Losing the Plot might seem like a book for academics and students of literature only, but I am certain it will appeal to anyone with an interest in contemporary South African writing. Leon de Kock – academic, translator, poet and novelist – has been a defining presence on the local literary stage for many years. In his latest book, he concentrates on a specific aspect of postapartheid writing: how it “pivots around a continuing problematised notion of transition”. He reads the literary output of the last two decades in the light of the “initial wave of optimism, evident in the early phase of the upbeat transitional ferment,” and the disillusionment which followed.
Desperately, we are all trying to make sense of the reality around us, and most of it is too much to handle. De Kock points out that “the boundaries between right and wrong have blurred”. Readers turn to writers and intellectuals for guidance on how to deal with the confounding state of our lives. We are confronted with such staggering levels of pathological behaviour in the country (and beyond) that it is difficult to know where to search for meaning, and some sense of safety. It is no wonder that “the quest to uncover what’s going on in an obscured public sphere became a consuming obsession for many writers.”
In the seven incisive chapters of Losing the Plot, de Kock outlines general trends in postapartheid writing and focuses on a variety of its proponents such as genre fiction, life writing and creative nonfiction, but not exclusively.

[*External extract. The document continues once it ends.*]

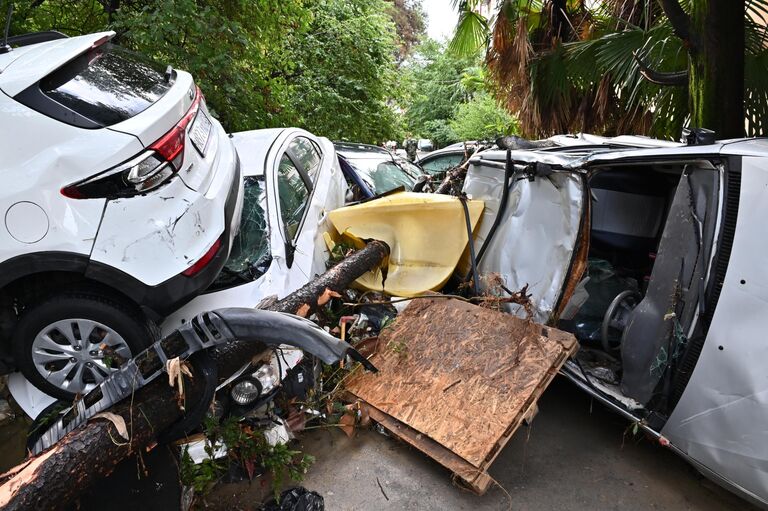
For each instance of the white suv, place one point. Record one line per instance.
(120, 199)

He returns to earlier seminal texts such as Zakes Mda’s Ways of Dying or Antjie Krog’s Country of My Skull and shines a light on more recent ones which are bound to become classics such as Imraan Coovadia’s Tales of the Metric System, Lauren Beukes’s Zoo City, or Jonny Steinberg’s A Man of Good Hope.
Crime writing “may have come to stand in for what used to be seen as political or engaged fiction,” de Kock suggests. Let down by institutions and society, we crave to see justice at work, even if it is only in fiction. Through crime thrillers we identify the good guys and point fingers at evil. This begs the question of how much of what literature is doing post-1994 is actually new? De Kock also considers our haunting past and how the “reality hunger” of the twenty-first century impacts present-day South Africa. He does not shy away from hashtags and the complex issues leading up to their prevalence. The most illuminating section in the book is on the Marikana massacre. There is no denying the woundedness we grapple with, the challenges we are facing as individuals and a society.
What shines through in Losing the Plot, however, is the restorative capacity of storytelling, especially the possibility of the “restitution of dignity via the power of narrative”. One should never underestimate either. The key to both is compassion, nourished by our imaginations. Not all is lost, yet.